A BOGUS clergyman offered jobs to vulnerable adults in South Tyneside while he was on the run from police for a £30,000 charity scam.
Liverpudlian George Gordon – who called himself ‘The Reverend’ after buying the title from a Canadian website – was awarded the cash from a fund that was supposed to be given out to good causes on Merseyside.
The 51-year-old swindled the money by pretending he needed it for training and staff for groups that help disabled people in Liverpool but pocketed it for himself.
He was arrested in 2008 after a police investigation but disappeared while on bail.
Now, South Tyneside employment agency Ten, has told how Gordon – going by the name Chris Lawler – approached them last year to say he was setting up a community interest company in South Shields and was on the look out for staff.
He told bosses at Ten that he had links with the Bishop of Durham and was looking to recruit 24 disabled adults to work at a unit in Tyne Dock where they would build and refurbish computers.
Dyspraxia sufferer Neil Taylor, from South Shields, South Tyneside, was offered a modern apprenticeship by Gordon in December.

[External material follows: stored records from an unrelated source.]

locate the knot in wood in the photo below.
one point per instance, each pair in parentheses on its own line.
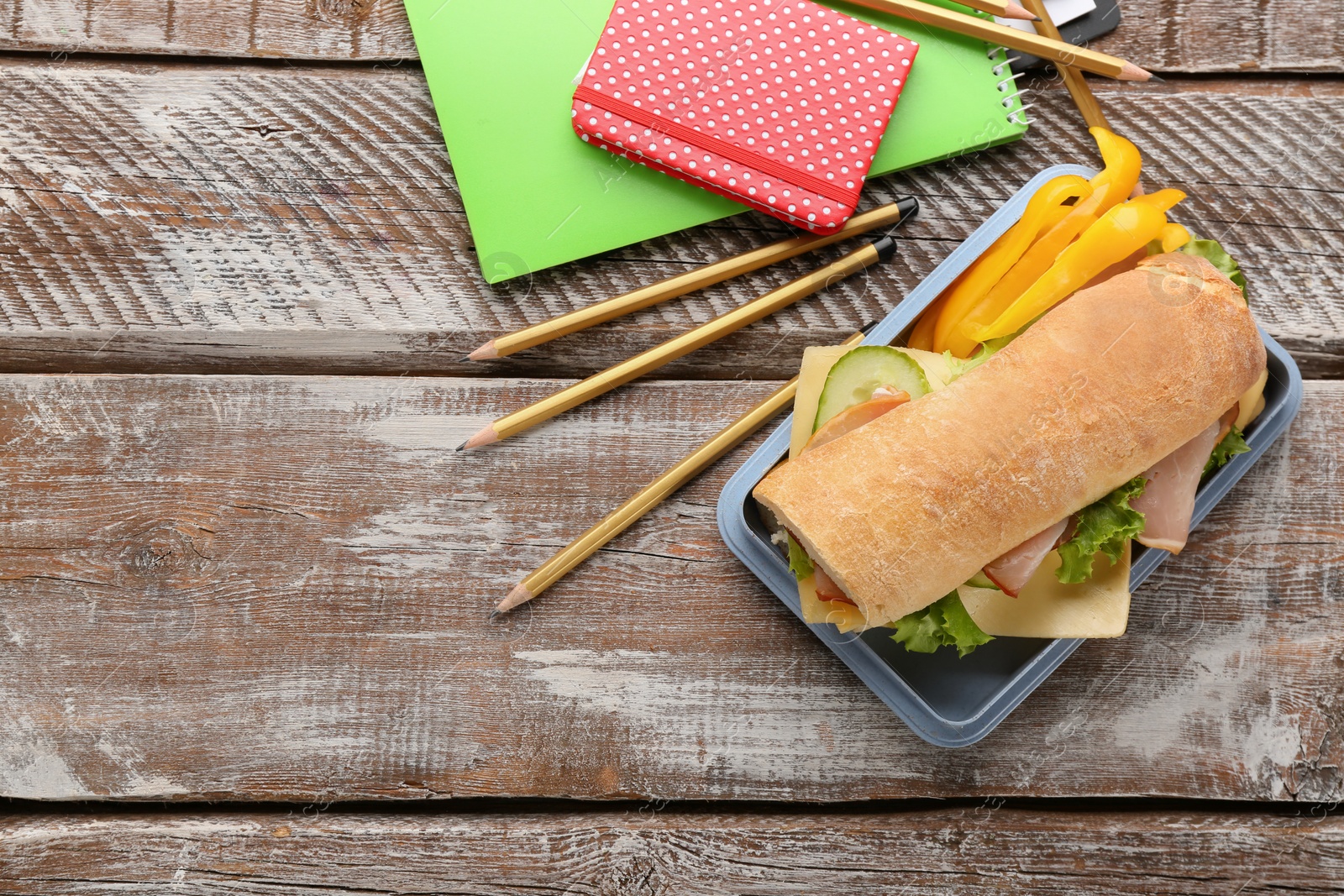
(165,555)
(343,11)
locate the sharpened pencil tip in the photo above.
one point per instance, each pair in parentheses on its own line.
(486,437)
(517,598)
(484,352)
(1129,71)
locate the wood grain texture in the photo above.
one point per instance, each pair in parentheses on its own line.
(1162,35)
(279,587)
(649,853)
(192,219)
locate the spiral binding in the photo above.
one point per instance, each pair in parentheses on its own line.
(1016,116)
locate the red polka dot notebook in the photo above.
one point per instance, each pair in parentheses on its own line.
(777,103)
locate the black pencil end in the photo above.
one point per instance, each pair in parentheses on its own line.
(909,207)
(886,248)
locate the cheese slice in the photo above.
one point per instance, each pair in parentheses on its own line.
(846,617)
(817,362)
(1048,609)
(1250,405)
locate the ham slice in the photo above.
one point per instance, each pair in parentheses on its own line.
(853,418)
(827,589)
(1168,500)
(1014,570)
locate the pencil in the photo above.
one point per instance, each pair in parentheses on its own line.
(887,215)
(652,495)
(606,380)
(1001,8)
(1074,80)
(1057,51)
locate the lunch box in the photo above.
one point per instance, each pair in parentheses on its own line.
(947,700)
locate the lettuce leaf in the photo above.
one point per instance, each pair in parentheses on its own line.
(944,624)
(987,349)
(1231,445)
(1211,251)
(800,564)
(1102,526)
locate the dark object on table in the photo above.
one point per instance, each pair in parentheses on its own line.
(1101,20)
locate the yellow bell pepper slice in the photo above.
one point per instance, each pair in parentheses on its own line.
(1110,187)
(1045,210)
(1120,233)
(1163,201)
(921,336)
(1173,237)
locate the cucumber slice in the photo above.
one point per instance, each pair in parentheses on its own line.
(855,376)
(981,580)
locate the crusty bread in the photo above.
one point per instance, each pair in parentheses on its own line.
(906,508)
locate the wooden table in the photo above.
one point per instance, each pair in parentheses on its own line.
(246,580)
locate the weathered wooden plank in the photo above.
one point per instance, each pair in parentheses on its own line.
(984,849)
(275,221)
(1163,35)
(279,587)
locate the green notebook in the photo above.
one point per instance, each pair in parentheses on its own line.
(503,71)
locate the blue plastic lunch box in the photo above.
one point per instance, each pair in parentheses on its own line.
(947,700)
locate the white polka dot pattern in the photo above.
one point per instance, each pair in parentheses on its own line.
(777,103)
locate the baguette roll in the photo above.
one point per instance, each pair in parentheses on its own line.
(1105,385)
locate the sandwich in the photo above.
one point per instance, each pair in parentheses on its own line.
(956,500)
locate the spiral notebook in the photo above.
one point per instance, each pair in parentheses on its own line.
(501,74)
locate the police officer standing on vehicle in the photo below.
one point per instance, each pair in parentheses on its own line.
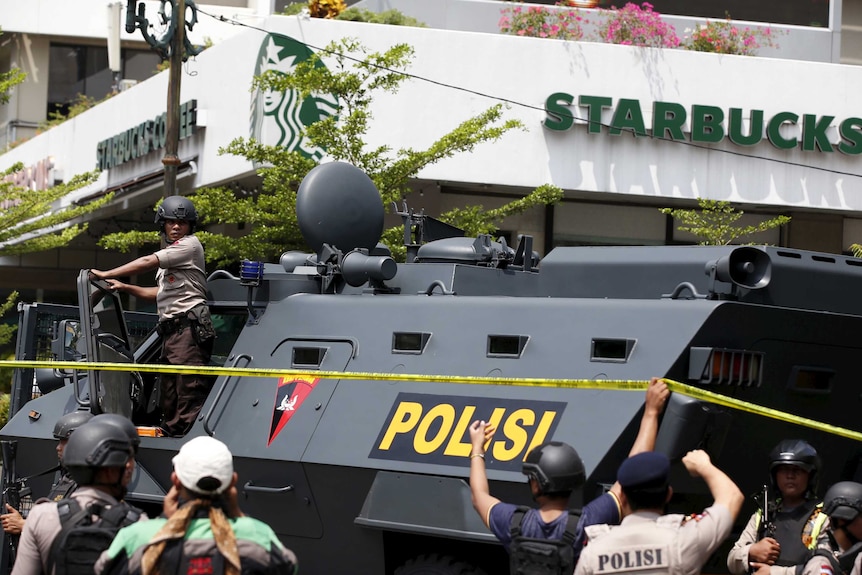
(203,530)
(184,319)
(647,542)
(838,552)
(12,521)
(796,519)
(555,470)
(96,456)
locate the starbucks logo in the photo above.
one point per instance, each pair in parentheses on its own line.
(279,118)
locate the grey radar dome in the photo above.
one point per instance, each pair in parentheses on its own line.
(338,204)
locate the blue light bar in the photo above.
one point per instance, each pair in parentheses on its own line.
(250,273)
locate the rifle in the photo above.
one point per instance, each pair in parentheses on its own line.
(14,488)
(766,527)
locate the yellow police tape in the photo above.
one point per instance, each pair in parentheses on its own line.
(605,384)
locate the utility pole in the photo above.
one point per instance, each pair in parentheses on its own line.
(171,160)
(175,47)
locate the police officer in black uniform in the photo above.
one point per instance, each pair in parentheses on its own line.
(13,521)
(796,515)
(837,553)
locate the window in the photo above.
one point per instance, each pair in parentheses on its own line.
(75,70)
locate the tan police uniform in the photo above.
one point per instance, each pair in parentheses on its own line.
(182,308)
(646,543)
(43,525)
(181,277)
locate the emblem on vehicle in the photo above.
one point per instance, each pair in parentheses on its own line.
(289,396)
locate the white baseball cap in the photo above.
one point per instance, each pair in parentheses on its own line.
(204,465)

The 24-year-old’s father, John, 54, who lives with his wife, Allison, 50, and other son, David, 26, demanded to know how a fugitive had been allowed to work with some of the region’s most vulnerable adults.

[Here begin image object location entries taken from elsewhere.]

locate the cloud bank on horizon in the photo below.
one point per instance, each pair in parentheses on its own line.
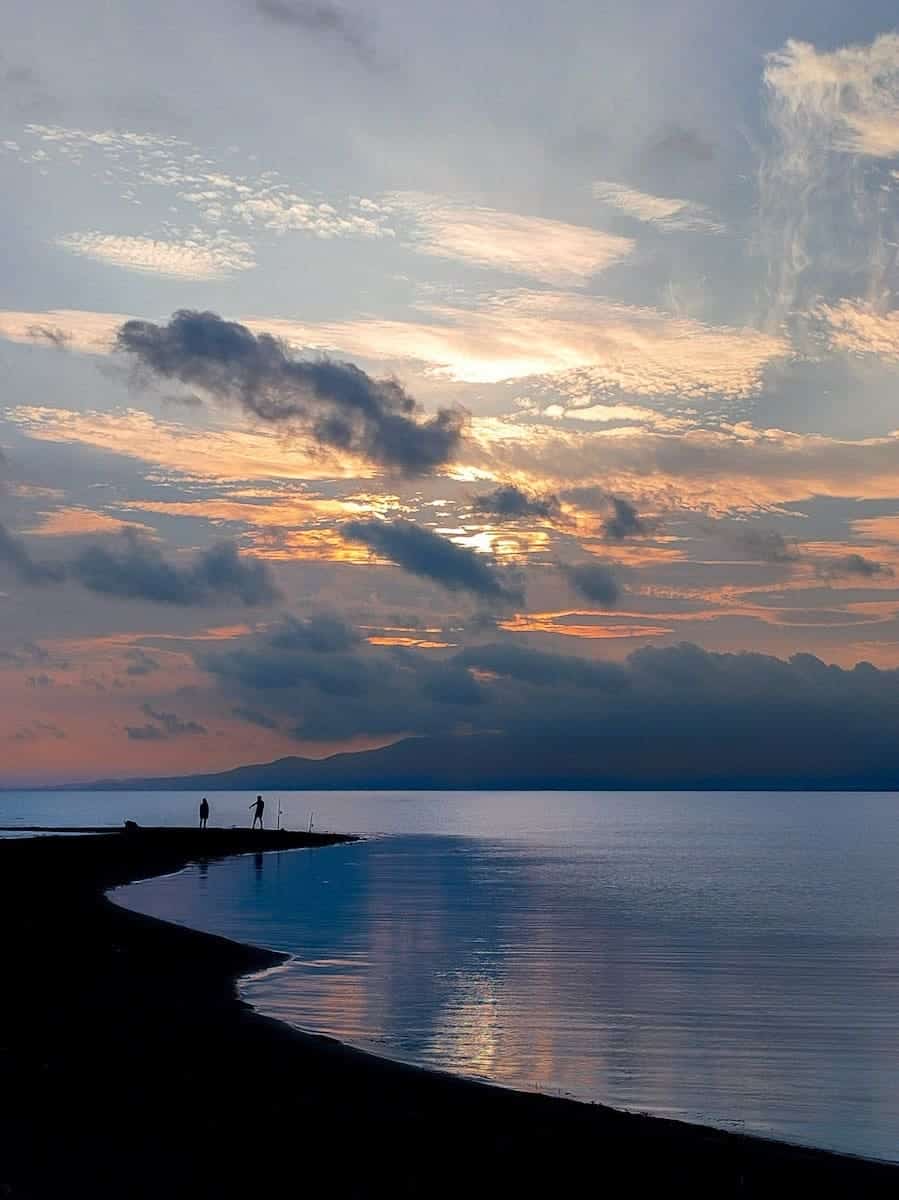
(473,403)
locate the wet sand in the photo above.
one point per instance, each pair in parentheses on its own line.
(130,1068)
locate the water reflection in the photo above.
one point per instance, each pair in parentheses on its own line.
(751,985)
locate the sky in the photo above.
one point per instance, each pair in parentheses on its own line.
(387,370)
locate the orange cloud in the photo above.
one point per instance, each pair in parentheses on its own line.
(79,521)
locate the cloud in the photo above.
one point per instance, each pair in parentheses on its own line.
(321,18)
(855,565)
(861,329)
(199,256)
(676,143)
(767,545)
(318,634)
(141,663)
(168,725)
(543,670)
(52,334)
(826,223)
(253,718)
(138,571)
(16,555)
(598,343)
(551,251)
(855,89)
(90,333)
(335,403)
(593,581)
(663,211)
(603,345)
(700,718)
(431,557)
(201,195)
(510,503)
(623,521)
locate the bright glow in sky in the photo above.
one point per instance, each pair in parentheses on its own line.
(569,333)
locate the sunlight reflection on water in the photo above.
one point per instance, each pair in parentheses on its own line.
(723,959)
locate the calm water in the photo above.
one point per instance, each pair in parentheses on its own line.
(723,958)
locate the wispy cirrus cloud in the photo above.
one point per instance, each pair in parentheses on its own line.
(199,256)
(513,335)
(552,251)
(861,329)
(322,19)
(510,335)
(828,225)
(665,213)
(853,89)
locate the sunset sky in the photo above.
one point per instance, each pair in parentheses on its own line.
(402,367)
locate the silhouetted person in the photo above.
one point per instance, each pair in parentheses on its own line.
(259,805)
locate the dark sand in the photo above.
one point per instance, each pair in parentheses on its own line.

The IT worker said: “How did he get into the system. What checks were made on him and how was he allowed to break people’s hearts?

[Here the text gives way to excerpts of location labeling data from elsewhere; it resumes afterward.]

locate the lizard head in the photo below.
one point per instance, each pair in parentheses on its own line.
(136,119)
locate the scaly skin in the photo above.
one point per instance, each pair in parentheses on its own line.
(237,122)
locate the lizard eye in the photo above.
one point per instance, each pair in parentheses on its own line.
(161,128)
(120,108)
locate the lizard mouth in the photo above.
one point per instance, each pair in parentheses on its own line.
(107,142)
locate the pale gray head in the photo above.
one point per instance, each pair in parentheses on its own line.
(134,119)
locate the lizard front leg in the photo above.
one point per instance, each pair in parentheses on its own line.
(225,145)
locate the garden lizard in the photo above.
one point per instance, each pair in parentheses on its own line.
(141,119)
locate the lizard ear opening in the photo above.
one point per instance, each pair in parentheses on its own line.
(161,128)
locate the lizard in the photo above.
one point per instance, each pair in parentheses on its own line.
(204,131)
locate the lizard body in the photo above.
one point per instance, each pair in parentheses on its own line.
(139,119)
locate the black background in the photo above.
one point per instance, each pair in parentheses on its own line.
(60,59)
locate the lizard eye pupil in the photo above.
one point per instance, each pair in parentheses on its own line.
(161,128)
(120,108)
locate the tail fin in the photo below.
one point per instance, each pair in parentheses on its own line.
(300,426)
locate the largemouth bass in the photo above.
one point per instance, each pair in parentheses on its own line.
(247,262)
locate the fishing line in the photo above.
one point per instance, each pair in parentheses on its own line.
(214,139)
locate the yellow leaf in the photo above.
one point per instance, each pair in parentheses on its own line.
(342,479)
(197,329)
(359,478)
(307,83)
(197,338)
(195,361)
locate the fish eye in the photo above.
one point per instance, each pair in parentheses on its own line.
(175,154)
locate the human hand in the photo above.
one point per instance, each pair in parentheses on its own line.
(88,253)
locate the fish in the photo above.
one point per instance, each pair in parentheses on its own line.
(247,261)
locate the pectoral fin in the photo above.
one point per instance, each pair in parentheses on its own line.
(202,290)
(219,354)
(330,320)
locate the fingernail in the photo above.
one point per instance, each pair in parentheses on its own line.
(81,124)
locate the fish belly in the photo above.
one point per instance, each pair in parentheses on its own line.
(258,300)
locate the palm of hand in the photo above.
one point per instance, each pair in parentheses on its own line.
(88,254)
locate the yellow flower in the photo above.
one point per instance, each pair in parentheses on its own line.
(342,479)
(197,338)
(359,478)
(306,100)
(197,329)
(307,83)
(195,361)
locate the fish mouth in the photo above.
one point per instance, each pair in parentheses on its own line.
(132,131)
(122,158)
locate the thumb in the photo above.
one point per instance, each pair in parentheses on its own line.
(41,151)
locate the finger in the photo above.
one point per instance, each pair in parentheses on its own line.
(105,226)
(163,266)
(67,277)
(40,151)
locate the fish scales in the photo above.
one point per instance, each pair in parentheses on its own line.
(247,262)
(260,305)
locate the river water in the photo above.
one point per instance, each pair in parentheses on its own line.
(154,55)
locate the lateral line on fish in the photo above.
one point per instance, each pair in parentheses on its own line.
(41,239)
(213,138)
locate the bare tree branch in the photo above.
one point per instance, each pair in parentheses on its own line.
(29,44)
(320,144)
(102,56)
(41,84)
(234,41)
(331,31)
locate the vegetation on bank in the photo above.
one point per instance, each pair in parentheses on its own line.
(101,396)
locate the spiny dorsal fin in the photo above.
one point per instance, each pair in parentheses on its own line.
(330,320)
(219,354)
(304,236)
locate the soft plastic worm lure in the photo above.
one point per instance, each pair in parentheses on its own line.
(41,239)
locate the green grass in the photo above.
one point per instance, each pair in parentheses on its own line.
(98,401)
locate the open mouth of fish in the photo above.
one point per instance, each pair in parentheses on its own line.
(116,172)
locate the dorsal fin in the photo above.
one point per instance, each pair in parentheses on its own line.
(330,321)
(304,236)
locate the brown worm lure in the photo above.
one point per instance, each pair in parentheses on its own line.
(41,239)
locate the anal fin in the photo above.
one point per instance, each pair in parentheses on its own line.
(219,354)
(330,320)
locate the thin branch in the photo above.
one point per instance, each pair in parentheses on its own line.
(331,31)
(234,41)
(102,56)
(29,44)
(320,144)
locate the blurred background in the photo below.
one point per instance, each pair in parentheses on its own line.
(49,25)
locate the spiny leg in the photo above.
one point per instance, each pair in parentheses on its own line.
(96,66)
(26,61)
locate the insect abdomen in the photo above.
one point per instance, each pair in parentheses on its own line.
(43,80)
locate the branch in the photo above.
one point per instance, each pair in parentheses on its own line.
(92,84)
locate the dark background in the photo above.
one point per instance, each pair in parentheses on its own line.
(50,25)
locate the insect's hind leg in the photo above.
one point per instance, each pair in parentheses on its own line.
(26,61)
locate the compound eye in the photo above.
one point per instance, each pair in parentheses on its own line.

“He offered jobs and destroyed people’s lives. He had access to vulnerable people despite being on the run from police.”
The start date Gordon had given his workers passed in December and when Ten tried to contact him about it they were told he had suffered a number of heart attacks.
A spokeswoman for South Tyneside Ten said: “He was brought to us with the promise of vacancies for our most vulnerable clients.
“We didn’t know him as George Gordon, he was calling himself something else.
“We’ve just been another victim which the police in Liverpool might not know about.
“He was telling people he knew the Bishop of Durham.
“We think it’s disgusting that he could build up the expectations of vulnerable people.”
It is not thought Gordon received any money while in South Shields and Northumbria Police said they were not investigating any wrongdoing.
However, he was arrested for his crimes in Liverpool after being on the run for three years following a national appeal to trace him and pleaded guilty to 20 fraud charges at Liverpool Crown Court this week.
The court heard that he had previously been convicted of similar crimes in 1988, and had served separate three-year and four- year sentences for theft and obtaining money by deception in the 1990s.
Gordon, from Toxteth, Liverpool, was remanded in custody until March 22, when he is due to be sentenced.